= Geomontography =

Printing method

Geomontography was a printing method, that consisted in the combination of embossing and of multiple color printing, and that was used primarily for the production of maps. The color layers were applied using lithographic techniques, and then the embossing was used to give relief to buildings, walls, mountains and other architectural and geographic features. Sometimes, the raised elements of the map were left unprinted, such as in Bauerkeller's 1846 map of Paris, while the rest of the picture was printed with vivid colors. The same method was sometimes used for the production of relief prints of buildings, plants, sculptures, landscape views or other graphic motives. Several of these maps were exposed at the Industrial World Fair of Paris in 1839.

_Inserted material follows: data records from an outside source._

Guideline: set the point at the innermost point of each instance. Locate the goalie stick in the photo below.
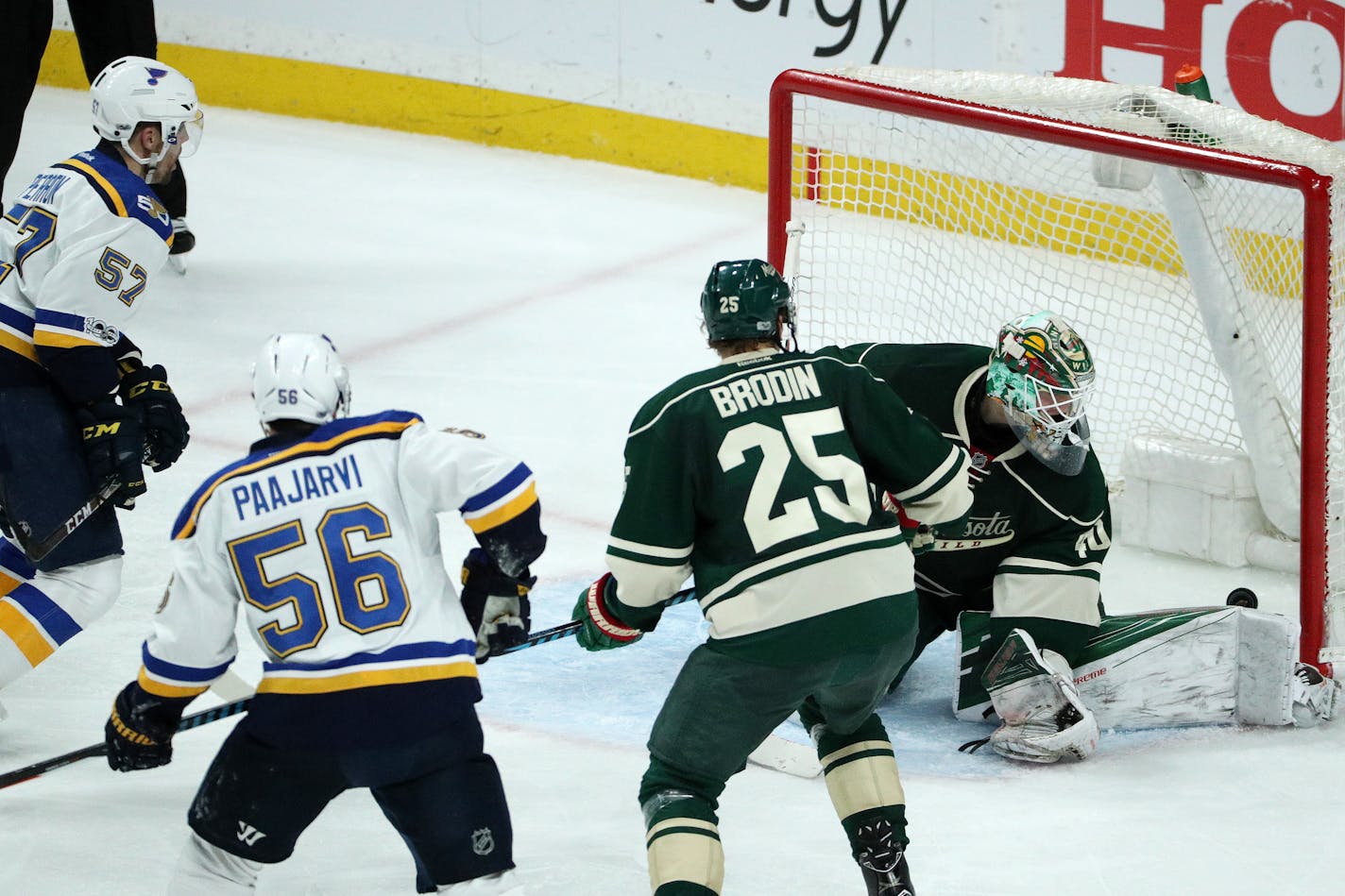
(187, 722)
(38, 548)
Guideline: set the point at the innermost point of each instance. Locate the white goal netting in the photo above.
(932, 206)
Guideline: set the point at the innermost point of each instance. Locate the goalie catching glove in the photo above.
(919, 535)
(600, 629)
(1034, 696)
(140, 728)
(495, 604)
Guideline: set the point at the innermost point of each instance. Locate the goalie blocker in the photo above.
(1198, 667)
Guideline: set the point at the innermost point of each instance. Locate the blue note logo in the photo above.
(249, 835)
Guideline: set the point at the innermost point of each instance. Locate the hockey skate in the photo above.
(882, 861)
(1314, 696)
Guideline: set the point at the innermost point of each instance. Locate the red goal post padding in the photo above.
(806, 186)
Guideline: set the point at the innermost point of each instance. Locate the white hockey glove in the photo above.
(1034, 694)
(495, 604)
(1314, 696)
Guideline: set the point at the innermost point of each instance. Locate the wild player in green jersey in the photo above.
(1030, 556)
(755, 477)
(1031, 549)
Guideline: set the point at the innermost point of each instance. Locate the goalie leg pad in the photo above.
(1034, 694)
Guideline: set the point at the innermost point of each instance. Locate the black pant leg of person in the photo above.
(23, 40)
(111, 28)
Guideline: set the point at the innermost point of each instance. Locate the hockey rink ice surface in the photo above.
(541, 300)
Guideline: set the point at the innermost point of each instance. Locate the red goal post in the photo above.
(1193, 245)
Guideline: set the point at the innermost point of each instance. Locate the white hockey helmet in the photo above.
(136, 89)
(298, 376)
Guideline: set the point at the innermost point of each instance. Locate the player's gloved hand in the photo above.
(495, 604)
(114, 446)
(145, 392)
(602, 630)
(919, 535)
(139, 732)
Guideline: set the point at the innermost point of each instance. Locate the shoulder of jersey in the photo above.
(121, 192)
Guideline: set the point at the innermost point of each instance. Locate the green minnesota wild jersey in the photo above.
(1034, 540)
(755, 477)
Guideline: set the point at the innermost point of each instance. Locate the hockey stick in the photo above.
(571, 627)
(38, 548)
(187, 722)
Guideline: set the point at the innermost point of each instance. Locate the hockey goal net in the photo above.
(1195, 246)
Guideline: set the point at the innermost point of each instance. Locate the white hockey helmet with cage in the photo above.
(1043, 373)
(136, 89)
(298, 376)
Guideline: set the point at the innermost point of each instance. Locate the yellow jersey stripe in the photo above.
(368, 678)
(504, 513)
(62, 339)
(18, 346)
(26, 636)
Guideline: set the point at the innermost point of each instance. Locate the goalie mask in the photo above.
(135, 89)
(298, 376)
(744, 299)
(1043, 373)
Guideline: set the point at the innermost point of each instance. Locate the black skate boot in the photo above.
(183, 240)
(882, 861)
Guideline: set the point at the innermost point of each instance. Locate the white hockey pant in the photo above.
(46, 611)
(203, 870)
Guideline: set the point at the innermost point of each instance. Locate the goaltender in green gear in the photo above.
(754, 477)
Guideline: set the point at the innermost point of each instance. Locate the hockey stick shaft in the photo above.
(571, 627)
(187, 722)
(38, 548)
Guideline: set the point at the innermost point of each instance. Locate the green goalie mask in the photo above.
(1043, 373)
(744, 299)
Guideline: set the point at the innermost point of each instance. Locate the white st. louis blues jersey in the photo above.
(332, 545)
(78, 247)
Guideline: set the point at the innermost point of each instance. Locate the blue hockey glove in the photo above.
(602, 630)
(495, 604)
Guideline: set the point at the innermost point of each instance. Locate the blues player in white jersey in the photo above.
(327, 534)
(79, 249)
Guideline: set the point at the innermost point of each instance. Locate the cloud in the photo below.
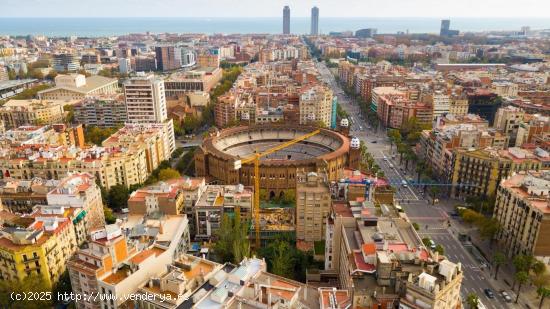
(273, 8)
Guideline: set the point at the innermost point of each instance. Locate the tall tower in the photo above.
(315, 21)
(286, 20)
(445, 27)
(145, 101)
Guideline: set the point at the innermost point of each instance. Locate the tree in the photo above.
(401, 149)
(472, 300)
(471, 216)
(538, 268)
(97, 135)
(33, 283)
(69, 109)
(37, 74)
(543, 292)
(168, 173)
(289, 197)
(541, 280)
(241, 243)
(282, 262)
(488, 228)
(232, 243)
(420, 167)
(434, 192)
(11, 74)
(118, 197)
(521, 278)
(51, 75)
(109, 216)
(63, 284)
(498, 259)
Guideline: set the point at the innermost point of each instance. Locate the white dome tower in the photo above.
(355, 143)
(344, 123)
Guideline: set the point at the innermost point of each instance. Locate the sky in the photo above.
(273, 8)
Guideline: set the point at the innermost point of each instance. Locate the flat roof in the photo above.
(14, 83)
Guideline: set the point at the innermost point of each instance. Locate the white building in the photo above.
(316, 105)
(441, 104)
(145, 100)
(124, 66)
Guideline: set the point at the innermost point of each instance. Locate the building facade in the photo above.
(522, 210)
(313, 201)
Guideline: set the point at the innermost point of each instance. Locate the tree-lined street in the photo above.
(433, 220)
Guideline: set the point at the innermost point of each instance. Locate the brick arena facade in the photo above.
(328, 151)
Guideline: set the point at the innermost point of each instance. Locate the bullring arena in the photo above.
(328, 151)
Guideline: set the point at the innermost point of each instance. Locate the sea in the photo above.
(98, 27)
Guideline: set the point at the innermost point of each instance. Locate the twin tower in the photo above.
(314, 20)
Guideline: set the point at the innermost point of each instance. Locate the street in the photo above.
(431, 218)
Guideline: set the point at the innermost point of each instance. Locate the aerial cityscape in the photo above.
(317, 159)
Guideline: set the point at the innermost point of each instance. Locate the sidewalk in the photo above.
(528, 297)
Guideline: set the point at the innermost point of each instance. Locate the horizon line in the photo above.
(435, 17)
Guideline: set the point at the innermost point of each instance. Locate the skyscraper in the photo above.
(166, 58)
(445, 26)
(145, 101)
(286, 20)
(315, 21)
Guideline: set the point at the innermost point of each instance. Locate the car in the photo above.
(506, 296)
(489, 293)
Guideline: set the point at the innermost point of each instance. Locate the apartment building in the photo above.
(20, 196)
(208, 60)
(154, 142)
(145, 99)
(78, 87)
(164, 197)
(508, 120)
(248, 284)
(65, 62)
(16, 113)
(225, 110)
(441, 103)
(438, 287)
(110, 166)
(53, 135)
(379, 92)
(380, 260)
(458, 106)
(166, 58)
(192, 189)
(395, 111)
(103, 112)
(437, 146)
(39, 247)
(184, 280)
(316, 105)
(106, 248)
(313, 200)
(482, 170)
(522, 210)
(79, 190)
(217, 200)
(159, 240)
(201, 79)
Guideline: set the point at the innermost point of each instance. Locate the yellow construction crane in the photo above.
(256, 159)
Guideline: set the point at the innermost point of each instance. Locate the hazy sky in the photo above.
(273, 8)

The technique was developed by the German printer Georg Michael Bauerkeller (1805 - 1886) and his half-brother Georg Leonhart Bauerkeller, who worked in Frankfurt am Main and in Karlsruhe before opening a printing and embossing office in Paris in the late 1930s. Georg Michael Bauerkeller deposited a patent application for his invention in France, in January the 18th, 1839. However, even if the manufacturing process was patented, the term geomontographie (geomontography) was not.

The process was adopted for the teaching of the blind, and maps embossed in that manner were employed at Paris' Institut des Jeunes Aveugles (Institute for the Blind Youth), that were offered to the children for them to finger-read. Laas d'Aguen, a supervisor of the institute, reinforced the printed maps by embossing additional layers of blank paper using the same platen, so the paper sheets would stick together creating a rigid cardboard material. This was done so to avoid deforming and damaging the paper under the blind readers finger's pressure.